Too Bad About Universal Health Insurance – We Can’t Afford It
by Scott MacStravic
The demise of the California effort to bypass federal inability to address the issue by passing a state universal health insurance plan can be no real surprise, nor can it be deemed all bad. It has put into increasingly sharp relief the basic barrier that should be in the minds of legislators and policy wonks, alike – how can we pay for it? The problem includes two things we cannot yet do: 1) predict the costs and full effects of universal insurance to the country; and 2) control the effects we do not want, while promoting those we do want.
Universal health insurance is already mired in purely political, a priori controversies over the sophistic issue of whether it should be based on a “free market” solution, or a “single payer” one. This issue is sophistic because it is being argued solely on the basis of how many persuasive politicians are pre-persuaded that one is the better choice. There are no scientific arguments over which has been proven to be better, or even which has been tested via simulation or predictive modeling and looks better.
Sophistry is still a major tenet of our criminal and even civil justice system whenever jury trials are involved. While forensic science has advanced somewhat since Magna Carta, there are still valid arguments in favor of juries, as long as they can think and choose with scientific input, as opposed to once popular alternatives such as dropping the accused in the water to see which floated, indicating “scientifically” who was guilty.

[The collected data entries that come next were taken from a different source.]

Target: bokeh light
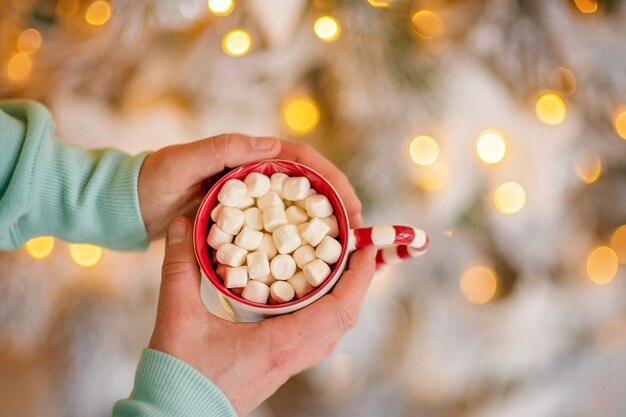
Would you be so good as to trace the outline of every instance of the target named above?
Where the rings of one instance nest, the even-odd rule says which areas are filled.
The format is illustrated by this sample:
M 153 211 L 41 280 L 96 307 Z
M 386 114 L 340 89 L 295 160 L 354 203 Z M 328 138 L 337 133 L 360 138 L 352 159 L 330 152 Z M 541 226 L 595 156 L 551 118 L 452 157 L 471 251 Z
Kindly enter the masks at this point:
M 308 133 L 315 129 L 320 120 L 320 110 L 308 96 L 288 99 L 283 106 L 283 118 L 287 127 L 295 133 Z
M 461 276 L 459 288 L 467 301 L 486 304 L 496 295 L 498 278 L 491 268 L 475 266 Z
M 13 55 L 7 66 L 7 77 L 14 82 L 26 80 L 33 69 L 30 57 L 21 52 Z
M 37 29 L 26 29 L 17 38 L 17 50 L 23 54 L 32 55 L 41 46 L 41 34 Z
M 243 29 L 231 30 L 222 39 L 222 49 L 226 54 L 234 57 L 247 54 L 251 46 L 252 39 Z
M 506 154 L 506 142 L 502 133 L 497 130 L 485 130 L 478 135 L 476 153 L 481 161 L 497 164 Z
M 413 27 L 418 36 L 424 39 L 433 39 L 443 35 L 443 20 L 431 10 L 420 10 L 411 18 Z
M 596 284 L 608 284 L 617 274 L 617 254 L 608 246 L 595 248 L 587 257 L 587 275 Z
M 615 131 L 622 138 L 626 139 L 626 108 L 620 108 L 615 112 L 615 121 L 613 123 Z
M 70 257 L 80 266 L 92 267 L 100 262 L 102 258 L 102 248 L 100 246 L 85 243 L 70 243 Z
M 574 0 L 574 4 L 582 13 L 595 13 L 598 11 L 598 0 Z
M 574 172 L 585 184 L 592 184 L 600 178 L 602 160 L 596 153 L 579 155 L 574 160 Z
M 432 165 L 422 167 L 419 170 L 416 184 L 423 191 L 441 191 L 450 182 L 450 171 L 446 164 L 437 161 Z
M 439 157 L 439 145 L 431 136 L 416 136 L 409 145 L 409 155 L 418 165 L 432 165 Z
M 626 224 L 621 225 L 611 236 L 611 247 L 617 254 L 617 260 L 626 265 Z
M 389 7 L 391 0 L 367 0 L 367 2 L 374 7 Z
M 556 67 L 550 73 L 550 88 L 564 96 L 571 96 L 576 92 L 576 77 L 565 67 Z
M 235 8 L 234 0 L 209 0 L 209 10 L 216 16 L 228 16 Z
M 24 249 L 35 259 L 43 259 L 52 253 L 54 249 L 54 238 L 52 236 L 41 236 L 30 239 L 24 245 Z
M 516 182 L 505 182 L 493 193 L 493 203 L 503 214 L 515 214 L 526 205 L 526 191 Z
M 85 20 L 93 26 L 104 25 L 111 17 L 111 5 L 103 0 L 94 1 L 85 11 Z
M 324 42 L 333 42 L 341 35 L 341 26 L 334 17 L 322 16 L 315 21 L 313 31 Z
M 543 123 L 554 126 L 563 123 L 565 120 L 567 106 L 559 95 L 546 93 L 537 99 L 535 112 Z

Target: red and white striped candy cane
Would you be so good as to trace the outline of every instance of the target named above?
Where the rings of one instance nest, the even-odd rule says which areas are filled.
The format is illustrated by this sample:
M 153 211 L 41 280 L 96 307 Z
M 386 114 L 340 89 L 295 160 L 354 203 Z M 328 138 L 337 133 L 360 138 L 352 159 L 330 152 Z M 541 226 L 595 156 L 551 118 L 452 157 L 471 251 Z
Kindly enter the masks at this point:
M 372 226 L 350 230 L 348 250 L 365 246 L 377 246 L 377 265 L 398 264 L 409 258 L 417 258 L 428 250 L 430 240 L 420 229 L 408 226 Z

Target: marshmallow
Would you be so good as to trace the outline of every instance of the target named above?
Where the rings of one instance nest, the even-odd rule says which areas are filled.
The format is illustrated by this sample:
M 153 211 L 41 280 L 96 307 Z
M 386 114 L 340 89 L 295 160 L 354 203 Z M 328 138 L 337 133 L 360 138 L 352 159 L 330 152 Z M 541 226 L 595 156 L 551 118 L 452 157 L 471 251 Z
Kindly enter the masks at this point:
M 270 285 L 272 285 L 273 283 L 276 282 L 276 279 L 274 279 L 272 274 L 267 274 L 267 275 L 264 275 L 262 277 L 255 278 L 254 280 L 257 281 L 257 282 L 262 282 L 263 284 L 265 284 L 267 286 L 270 286 Z
M 341 256 L 341 243 L 332 237 L 324 236 L 320 244 L 315 248 L 315 256 L 327 264 L 334 264 Z
M 230 267 L 228 265 L 218 263 L 217 268 L 215 268 L 215 273 L 217 274 L 218 277 L 224 279 L 224 277 L 226 276 L 226 268 L 230 268 Z
M 335 217 L 335 215 L 324 217 L 323 219 L 320 219 L 320 220 L 326 223 L 326 225 L 330 228 L 330 230 L 327 233 L 327 236 L 330 236 L 330 237 L 339 236 L 339 224 L 337 224 L 337 217 Z
M 238 266 L 236 268 L 226 267 L 224 271 L 224 285 L 226 288 L 242 288 L 248 283 L 248 268 Z
M 246 196 L 246 184 L 239 180 L 228 180 L 217 194 L 217 200 L 227 207 L 237 207 Z
M 317 287 L 330 275 L 330 267 L 321 259 L 309 262 L 302 270 L 309 284 Z
M 293 287 L 285 281 L 276 281 L 270 287 L 270 296 L 274 301 L 279 303 L 287 303 L 296 295 Z
M 229 235 L 236 235 L 243 226 L 243 211 L 234 207 L 224 207 L 217 218 L 217 226 Z
M 274 238 L 276 249 L 282 254 L 291 253 L 302 244 L 298 228 L 293 224 L 280 226 L 272 233 L 272 237 Z
M 296 272 L 296 274 L 292 276 L 291 278 L 289 278 L 287 282 L 295 290 L 297 298 L 304 297 L 305 295 L 313 291 L 313 289 L 315 288 L 311 284 L 309 284 L 309 281 L 306 280 L 306 277 L 304 276 L 304 272 L 302 271 Z
M 283 184 L 283 197 L 291 201 L 302 200 L 310 189 L 311 183 L 306 177 L 289 177 Z
M 274 243 L 274 238 L 269 233 L 263 234 L 263 239 L 261 239 L 261 244 L 257 248 L 257 251 L 265 252 L 267 255 L 267 259 L 270 261 L 276 256 L 278 253 L 278 249 L 276 249 L 276 244 Z
M 224 243 L 230 243 L 233 241 L 233 235 L 229 235 L 220 229 L 216 224 L 209 229 L 209 235 L 206 238 L 206 243 L 213 249 L 219 249 Z
M 270 190 L 270 179 L 258 172 L 251 172 L 243 180 L 250 197 L 261 197 Z
M 267 297 L 270 296 L 270 287 L 262 282 L 250 280 L 246 288 L 243 289 L 241 296 L 253 303 L 266 304 Z
M 250 207 L 243 212 L 245 218 L 243 224 L 254 229 L 263 229 L 263 212 L 256 207 Z
M 287 215 L 282 208 L 269 207 L 263 212 L 263 226 L 268 232 L 273 232 L 285 224 L 287 224 Z
M 306 212 L 311 217 L 324 218 L 333 214 L 333 206 L 323 194 L 314 194 L 305 200 Z
M 239 203 L 237 205 L 237 208 L 239 210 L 245 210 L 245 209 L 250 208 L 252 206 L 254 206 L 254 198 L 249 197 L 249 196 L 245 196 L 243 198 L 243 200 L 241 200 L 241 203 Z
M 289 175 L 282 172 L 276 172 L 270 177 L 270 189 L 279 196 L 283 195 L 283 184 Z
M 217 262 L 228 266 L 241 266 L 246 260 L 248 251 L 232 243 L 224 243 L 217 250 Z
M 309 220 L 306 211 L 297 206 L 288 207 L 287 210 L 285 210 L 285 214 L 287 215 L 287 222 L 289 224 L 295 224 L 296 226 Z
M 293 253 L 293 260 L 298 268 L 303 269 L 306 264 L 315 260 L 315 249 L 311 245 L 302 245 Z
M 270 274 L 270 262 L 265 252 L 256 251 L 246 256 L 248 276 L 250 279 L 262 278 Z
M 270 262 L 270 271 L 277 280 L 287 280 L 296 273 L 296 261 L 289 255 L 276 255 Z
M 246 250 L 255 250 L 261 244 L 263 232 L 244 226 L 235 238 L 235 245 Z
M 307 197 L 310 197 L 312 195 L 317 194 L 317 191 L 315 191 L 313 188 L 311 188 L 309 190 L 309 193 L 306 195 L 306 197 L 304 197 L 302 200 L 297 200 L 294 201 L 293 204 L 300 207 L 302 210 L 306 210 L 306 199 Z
M 220 213 L 222 212 L 223 208 L 224 205 L 222 203 L 217 203 L 217 206 L 215 206 L 213 210 L 211 210 L 211 220 L 216 222 L 217 219 L 220 217 Z
M 326 233 L 330 231 L 330 228 L 326 225 L 326 223 L 317 217 L 314 217 L 310 222 L 303 223 L 300 226 L 301 229 L 298 230 L 300 230 L 302 239 L 309 242 L 311 246 L 317 246 L 322 241 L 324 236 L 326 236 Z
M 256 200 L 256 205 L 263 211 L 270 207 L 280 207 L 283 210 L 285 209 L 285 203 L 283 203 L 283 200 L 274 191 L 268 191 L 262 197 L 259 197 Z

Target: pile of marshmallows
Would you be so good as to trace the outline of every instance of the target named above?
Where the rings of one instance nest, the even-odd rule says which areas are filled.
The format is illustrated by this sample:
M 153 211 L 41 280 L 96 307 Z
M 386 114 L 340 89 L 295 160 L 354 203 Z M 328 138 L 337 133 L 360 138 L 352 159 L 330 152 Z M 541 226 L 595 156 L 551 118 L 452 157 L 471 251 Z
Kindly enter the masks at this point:
M 251 173 L 228 180 L 211 211 L 207 243 L 227 288 L 260 304 L 302 298 L 330 275 L 341 256 L 328 198 L 305 177 Z

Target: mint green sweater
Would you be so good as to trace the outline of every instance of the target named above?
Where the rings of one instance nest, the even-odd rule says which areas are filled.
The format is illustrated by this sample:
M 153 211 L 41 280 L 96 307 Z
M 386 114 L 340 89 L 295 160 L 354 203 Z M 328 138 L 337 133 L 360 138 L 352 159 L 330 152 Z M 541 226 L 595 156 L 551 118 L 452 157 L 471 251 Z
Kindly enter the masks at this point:
M 44 106 L 0 101 L 0 249 L 44 235 L 118 250 L 145 248 L 137 178 L 146 155 L 63 144 Z M 152 349 L 141 355 L 130 397 L 113 408 L 115 417 L 236 415 L 200 372 Z

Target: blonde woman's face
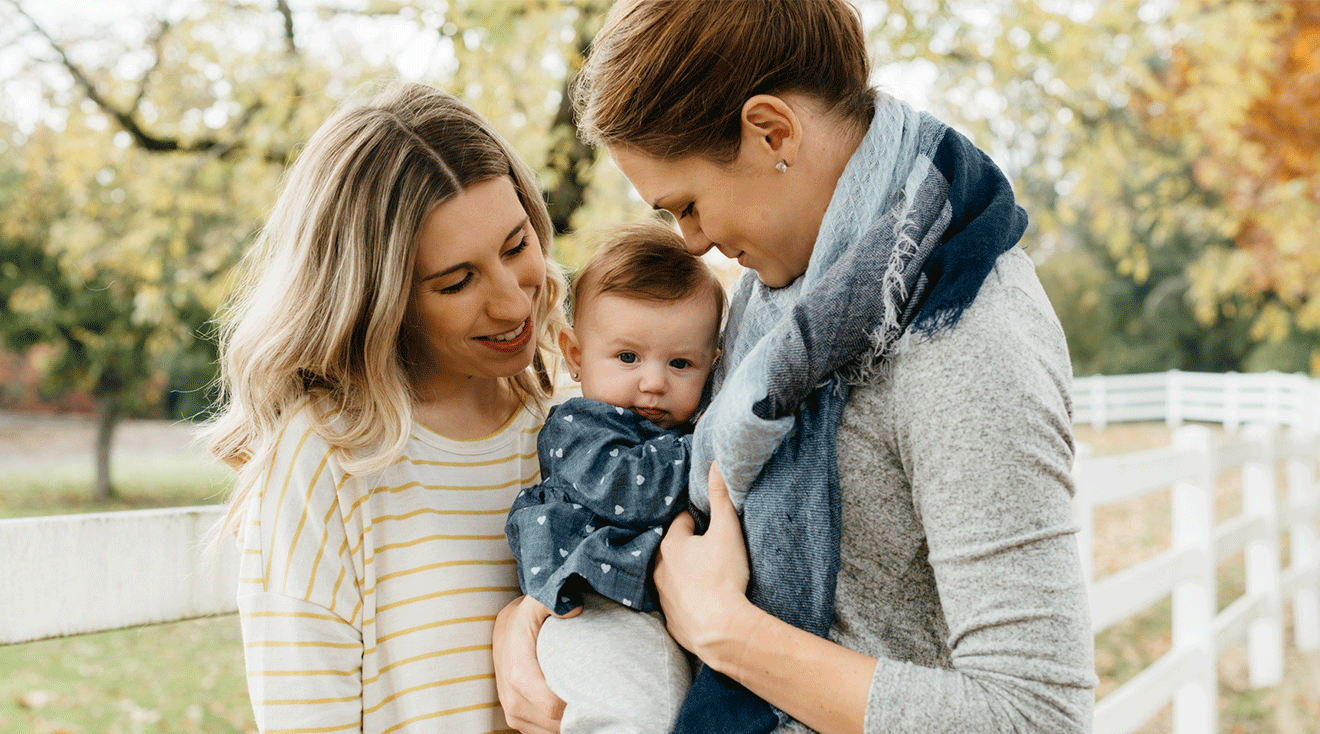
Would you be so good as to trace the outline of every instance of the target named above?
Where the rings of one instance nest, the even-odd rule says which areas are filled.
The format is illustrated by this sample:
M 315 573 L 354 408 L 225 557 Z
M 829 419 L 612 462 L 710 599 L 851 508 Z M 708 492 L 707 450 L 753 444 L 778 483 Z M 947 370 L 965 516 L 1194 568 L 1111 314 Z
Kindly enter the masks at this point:
M 541 243 L 507 176 L 432 209 L 418 238 L 410 304 L 419 387 L 526 369 L 544 284 Z

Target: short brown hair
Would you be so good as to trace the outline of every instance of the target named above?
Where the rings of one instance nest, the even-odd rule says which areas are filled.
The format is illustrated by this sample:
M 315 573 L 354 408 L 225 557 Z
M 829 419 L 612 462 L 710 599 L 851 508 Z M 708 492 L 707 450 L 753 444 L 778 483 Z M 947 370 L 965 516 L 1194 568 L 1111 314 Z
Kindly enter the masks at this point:
M 586 304 L 606 293 L 644 301 L 682 301 L 710 295 L 715 323 L 724 320 L 724 285 L 704 260 L 683 247 L 683 238 L 658 220 L 622 224 L 583 266 L 569 289 L 573 323 Z
M 594 145 L 728 163 L 738 154 L 743 103 L 786 92 L 859 126 L 870 122 L 865 36 L 845 0 L 619 0 L 573 100 Z

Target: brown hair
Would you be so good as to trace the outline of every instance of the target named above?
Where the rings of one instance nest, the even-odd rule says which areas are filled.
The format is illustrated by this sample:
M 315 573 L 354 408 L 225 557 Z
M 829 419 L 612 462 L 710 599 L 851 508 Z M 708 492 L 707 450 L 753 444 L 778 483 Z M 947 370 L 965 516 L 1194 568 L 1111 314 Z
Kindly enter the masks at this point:
M 574 323 L 586 304 L 614 293 L 646 301 L 682 301 L 706 293 L 715 323 L 724 320 L 724 285 L 704 260 L 683 247 L 683 238 L 659 221 L 619 225 L 583 266 L 569 291 Z
M 619 0 L 573 101 L 594 145 L 728 163 L 751 97 L 807 94 L 864 127 L 869 78 L 861 19 L 845 0 Z

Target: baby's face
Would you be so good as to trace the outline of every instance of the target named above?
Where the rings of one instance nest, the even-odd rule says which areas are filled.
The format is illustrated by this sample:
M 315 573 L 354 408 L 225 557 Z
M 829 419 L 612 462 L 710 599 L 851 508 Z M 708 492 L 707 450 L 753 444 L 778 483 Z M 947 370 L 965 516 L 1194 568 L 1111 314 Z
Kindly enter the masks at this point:
M 583 397 L 661 428 L 692 417 L 715 363 L 719 324 L 705 294 L 681 301 L 594 296 L 565 344 Z

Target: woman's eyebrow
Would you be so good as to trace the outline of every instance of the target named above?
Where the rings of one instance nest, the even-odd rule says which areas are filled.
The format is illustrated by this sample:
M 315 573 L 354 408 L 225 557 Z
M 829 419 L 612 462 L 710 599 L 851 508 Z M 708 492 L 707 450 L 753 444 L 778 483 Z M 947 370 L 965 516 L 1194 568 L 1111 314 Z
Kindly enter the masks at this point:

We have major challenges with respect to predicting the consequences of universal insurance, but we also have impressive predictive modeling technologies to put to the task. Artificial intelligence, which could easily include updated input from states such as Massachusetts that have already initiated universal insurance, may be able to deliver some credible forecasts of the consequences, rather than relying on pre-persuaded conservatives or liberals to deliver their dire or optimistic self-serving sophistry.
But the real challenge lies in learning how to better manage the health status of this nation, rather than simply predicting what will be the likely consequence of universal insurance in the present unhealthy status. We are in the midst of an enormous “natural experiment” by literally thousands of entities — government agencies, commercial insurers, and employers – to manage the health of their populations. By investing a good deal of money in scientific comparisons of which of these work well for which dimensions of health or disease in which populations, we could dramatically increase the data with which predictive modeling can work.
Until we can predict with at least a reasonable, non-pre-persuaded confidence what the future consequences of universal health insurance would be in something closer to achievable universal health than we have now, it is only wise and responsible of us to be chary of passing whichever solution gets the most votes. To inject Robert Frost into the matter, there are times for voting on an issue, and times for injecting thinking, instead.